US consumer price inflation accelerated again in February, from 7.5% to 7.9% year-on-year, its highest since January 1982 when it registered 8.4%. Oil and energy prices were the main culprit. Gasoline prices gained 6.6% on the month but the data was collected before Russia’s invasion of Ukraine. Gasoline prices are expected to rise by a further 20% in March. Core CPI, excluding food and energy prices, also accelerated, indicating a much-feared broadening in inflationary pressure. Core CPI accelerated on the year from 6% to 6.4%, although the month-on-month increase in core CPI slowed to 0.4%, down from 1% in January and 1.2% in December. This may offer some comfort, but the inflation outlook is clouded by the Ukraine crisis.

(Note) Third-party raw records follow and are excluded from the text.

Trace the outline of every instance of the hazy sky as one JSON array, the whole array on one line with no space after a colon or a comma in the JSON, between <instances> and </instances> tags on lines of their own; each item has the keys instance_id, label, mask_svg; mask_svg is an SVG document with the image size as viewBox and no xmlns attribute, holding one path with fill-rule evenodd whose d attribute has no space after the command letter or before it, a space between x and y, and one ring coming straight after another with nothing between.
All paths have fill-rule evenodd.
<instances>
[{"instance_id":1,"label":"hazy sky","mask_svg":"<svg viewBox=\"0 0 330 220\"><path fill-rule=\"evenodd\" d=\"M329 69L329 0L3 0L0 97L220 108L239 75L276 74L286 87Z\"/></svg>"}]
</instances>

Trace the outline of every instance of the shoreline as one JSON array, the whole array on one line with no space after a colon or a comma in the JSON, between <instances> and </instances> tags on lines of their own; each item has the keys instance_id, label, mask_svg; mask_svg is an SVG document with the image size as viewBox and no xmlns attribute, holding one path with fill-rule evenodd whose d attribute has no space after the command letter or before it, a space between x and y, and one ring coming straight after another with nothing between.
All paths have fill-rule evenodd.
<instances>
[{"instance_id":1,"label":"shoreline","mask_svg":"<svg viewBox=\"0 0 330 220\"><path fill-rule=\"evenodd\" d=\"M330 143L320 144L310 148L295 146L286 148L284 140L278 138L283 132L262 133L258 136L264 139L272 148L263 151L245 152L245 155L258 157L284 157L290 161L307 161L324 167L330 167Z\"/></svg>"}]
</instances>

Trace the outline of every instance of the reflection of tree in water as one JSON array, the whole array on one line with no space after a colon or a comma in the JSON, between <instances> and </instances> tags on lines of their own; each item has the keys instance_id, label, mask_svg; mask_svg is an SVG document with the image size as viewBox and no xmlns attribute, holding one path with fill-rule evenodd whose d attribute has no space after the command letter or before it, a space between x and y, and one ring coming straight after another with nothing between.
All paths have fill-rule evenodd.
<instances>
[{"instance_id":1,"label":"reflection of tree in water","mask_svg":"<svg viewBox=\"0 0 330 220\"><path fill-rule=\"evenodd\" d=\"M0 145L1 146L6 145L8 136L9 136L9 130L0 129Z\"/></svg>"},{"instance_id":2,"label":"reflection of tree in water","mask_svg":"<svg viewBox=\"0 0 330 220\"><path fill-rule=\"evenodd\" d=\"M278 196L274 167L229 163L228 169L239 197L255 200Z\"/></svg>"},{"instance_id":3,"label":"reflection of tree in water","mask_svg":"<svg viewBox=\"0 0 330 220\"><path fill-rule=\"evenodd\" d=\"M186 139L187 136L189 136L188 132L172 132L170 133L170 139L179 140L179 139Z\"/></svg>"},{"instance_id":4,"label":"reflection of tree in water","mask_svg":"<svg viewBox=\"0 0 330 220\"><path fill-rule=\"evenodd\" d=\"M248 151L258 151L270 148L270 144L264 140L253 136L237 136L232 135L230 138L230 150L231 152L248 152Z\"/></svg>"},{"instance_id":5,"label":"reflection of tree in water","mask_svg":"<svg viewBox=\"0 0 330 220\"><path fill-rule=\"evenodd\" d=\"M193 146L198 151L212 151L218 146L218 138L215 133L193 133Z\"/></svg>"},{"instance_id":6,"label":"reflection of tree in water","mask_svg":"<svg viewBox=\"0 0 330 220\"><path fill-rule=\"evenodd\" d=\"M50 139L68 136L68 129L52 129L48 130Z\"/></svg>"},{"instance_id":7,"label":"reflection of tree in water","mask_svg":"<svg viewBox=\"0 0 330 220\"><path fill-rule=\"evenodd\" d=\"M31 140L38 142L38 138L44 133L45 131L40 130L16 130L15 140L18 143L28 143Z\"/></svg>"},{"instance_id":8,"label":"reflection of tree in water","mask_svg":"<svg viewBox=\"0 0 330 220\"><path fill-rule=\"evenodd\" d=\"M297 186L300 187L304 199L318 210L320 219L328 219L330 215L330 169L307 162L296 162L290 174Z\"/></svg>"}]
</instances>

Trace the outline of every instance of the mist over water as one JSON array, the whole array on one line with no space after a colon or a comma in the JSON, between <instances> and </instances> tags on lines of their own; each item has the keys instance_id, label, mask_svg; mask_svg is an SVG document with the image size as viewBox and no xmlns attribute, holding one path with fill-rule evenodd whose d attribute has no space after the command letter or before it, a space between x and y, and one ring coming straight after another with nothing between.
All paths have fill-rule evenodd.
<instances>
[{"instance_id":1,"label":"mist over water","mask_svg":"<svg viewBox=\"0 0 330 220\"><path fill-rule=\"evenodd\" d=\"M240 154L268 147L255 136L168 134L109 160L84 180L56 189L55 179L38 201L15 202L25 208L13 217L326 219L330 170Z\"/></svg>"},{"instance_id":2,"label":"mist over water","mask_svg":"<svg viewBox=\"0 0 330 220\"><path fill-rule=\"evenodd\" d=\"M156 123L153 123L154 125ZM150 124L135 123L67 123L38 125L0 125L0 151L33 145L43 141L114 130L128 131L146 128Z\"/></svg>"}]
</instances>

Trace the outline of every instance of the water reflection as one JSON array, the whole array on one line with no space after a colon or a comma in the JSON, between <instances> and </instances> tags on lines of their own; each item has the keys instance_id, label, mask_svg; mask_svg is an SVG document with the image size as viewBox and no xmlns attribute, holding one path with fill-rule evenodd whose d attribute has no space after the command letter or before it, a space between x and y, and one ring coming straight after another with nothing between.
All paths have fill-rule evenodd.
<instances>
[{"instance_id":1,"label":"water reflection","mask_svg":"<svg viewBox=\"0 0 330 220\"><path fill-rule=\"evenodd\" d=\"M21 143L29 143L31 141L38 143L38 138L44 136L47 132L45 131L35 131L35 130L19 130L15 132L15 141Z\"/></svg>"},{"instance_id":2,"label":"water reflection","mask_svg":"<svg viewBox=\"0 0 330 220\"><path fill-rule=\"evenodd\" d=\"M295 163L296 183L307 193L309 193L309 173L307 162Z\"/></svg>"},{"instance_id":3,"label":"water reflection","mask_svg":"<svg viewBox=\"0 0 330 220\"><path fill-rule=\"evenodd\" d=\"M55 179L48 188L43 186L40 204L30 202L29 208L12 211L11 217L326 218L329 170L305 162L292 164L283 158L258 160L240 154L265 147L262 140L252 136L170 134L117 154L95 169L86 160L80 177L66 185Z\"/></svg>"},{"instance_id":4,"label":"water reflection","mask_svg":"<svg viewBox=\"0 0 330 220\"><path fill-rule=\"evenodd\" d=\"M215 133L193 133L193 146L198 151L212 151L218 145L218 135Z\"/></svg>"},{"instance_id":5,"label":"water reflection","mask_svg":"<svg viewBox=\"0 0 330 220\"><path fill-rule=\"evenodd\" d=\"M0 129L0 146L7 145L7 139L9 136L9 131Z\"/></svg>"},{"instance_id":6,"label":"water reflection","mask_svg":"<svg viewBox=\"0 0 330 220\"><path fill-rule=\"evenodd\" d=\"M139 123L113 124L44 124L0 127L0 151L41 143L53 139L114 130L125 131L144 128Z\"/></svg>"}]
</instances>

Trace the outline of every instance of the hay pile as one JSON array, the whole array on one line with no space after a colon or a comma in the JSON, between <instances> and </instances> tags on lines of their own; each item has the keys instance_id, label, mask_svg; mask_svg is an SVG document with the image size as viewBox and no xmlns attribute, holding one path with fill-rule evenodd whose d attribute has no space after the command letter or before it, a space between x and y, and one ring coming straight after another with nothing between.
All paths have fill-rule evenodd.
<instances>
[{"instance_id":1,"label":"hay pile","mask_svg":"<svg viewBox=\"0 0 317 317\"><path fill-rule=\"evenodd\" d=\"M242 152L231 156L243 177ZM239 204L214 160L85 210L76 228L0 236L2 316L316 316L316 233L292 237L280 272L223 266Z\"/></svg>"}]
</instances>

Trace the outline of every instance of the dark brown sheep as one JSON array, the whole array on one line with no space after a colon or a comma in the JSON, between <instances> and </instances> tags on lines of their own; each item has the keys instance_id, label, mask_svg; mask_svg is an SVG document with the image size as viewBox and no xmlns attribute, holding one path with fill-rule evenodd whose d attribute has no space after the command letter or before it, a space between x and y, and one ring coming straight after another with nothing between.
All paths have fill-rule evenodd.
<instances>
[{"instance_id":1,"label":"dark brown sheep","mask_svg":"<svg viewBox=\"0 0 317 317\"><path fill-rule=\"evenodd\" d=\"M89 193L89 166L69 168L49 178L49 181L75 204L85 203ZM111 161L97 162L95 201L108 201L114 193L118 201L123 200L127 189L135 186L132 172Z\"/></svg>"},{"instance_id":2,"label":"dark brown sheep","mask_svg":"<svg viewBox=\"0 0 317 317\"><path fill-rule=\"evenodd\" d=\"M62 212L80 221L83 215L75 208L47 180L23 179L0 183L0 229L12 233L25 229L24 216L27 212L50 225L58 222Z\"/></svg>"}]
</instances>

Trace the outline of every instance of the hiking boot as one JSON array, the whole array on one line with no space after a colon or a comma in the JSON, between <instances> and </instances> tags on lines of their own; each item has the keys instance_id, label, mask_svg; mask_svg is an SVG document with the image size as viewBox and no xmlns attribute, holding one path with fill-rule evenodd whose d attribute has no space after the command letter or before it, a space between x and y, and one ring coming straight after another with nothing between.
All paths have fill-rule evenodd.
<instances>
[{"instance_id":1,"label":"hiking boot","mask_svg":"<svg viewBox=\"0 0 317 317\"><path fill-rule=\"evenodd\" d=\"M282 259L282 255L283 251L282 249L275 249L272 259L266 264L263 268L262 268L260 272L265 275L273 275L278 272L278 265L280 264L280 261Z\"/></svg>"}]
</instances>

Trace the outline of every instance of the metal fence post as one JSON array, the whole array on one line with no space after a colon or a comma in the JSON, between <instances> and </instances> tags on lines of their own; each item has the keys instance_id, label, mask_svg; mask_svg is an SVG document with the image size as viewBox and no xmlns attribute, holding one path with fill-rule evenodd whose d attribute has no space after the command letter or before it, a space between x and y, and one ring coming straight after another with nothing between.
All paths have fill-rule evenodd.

The Russia/ Ukraine crisis has created a significant supply shock in commodity markets, including oil, gas, wheat and metals. Russia is the world’s second largest exporter of oil and wheat. Ukraine is the fifth largest exporter of wheat. The invasion sent the oil price to $139 per barrel, a 64% increase since the start of the year. On 7th March, the wheat price recorded a peak of $12.94 per bushel, marking a 70% year-to-date increase. Gains in European natural gas prices are even more extraordinary.

Fortunately, the inflationary pass-through from higher food and energy prices is less today than it was in the past due to rising living standards and better energy efficiency. According to research from TS Lombard, cars were getting about 13.5 miles/gallon at the time of the first OPEC oil embargo in 1973 compared to today’s 25.4 miles/gallon. The percentage of household budgets spent on food and energy has halved since the 1970s. This implies less inflationary pass-through from the current commodity price shock.

When the Federal Reserve concludes its upcoming monetary policy meeting on 15/16th March, it is likely to lift its inflation forecasts, while at the same time reducing its economic growth forecasts. The Ukraine crisis will undermine growth. Higher food and energy costs will reduce the disposable cash of both consumers and businesses. Sentiment will also be affected. Despite the added inflationary impulse, the Fed will likely be more cautious in reversing its policy stimulus. Instead of lifting the fed funds rate by 50 basis points on the 16th March, as had been expected, the Fed will opt for a 25 basis point hike and signal afterwards that it will be prepared to adjust its plans depending on the war’s impact on economic prospects. This may be good news for financial markets. Share prices have become so attuned to low interest rates and policy stimulus, that they are probably less susceptible to changes in the Ukraine conflict than they are to changes in monetary policy.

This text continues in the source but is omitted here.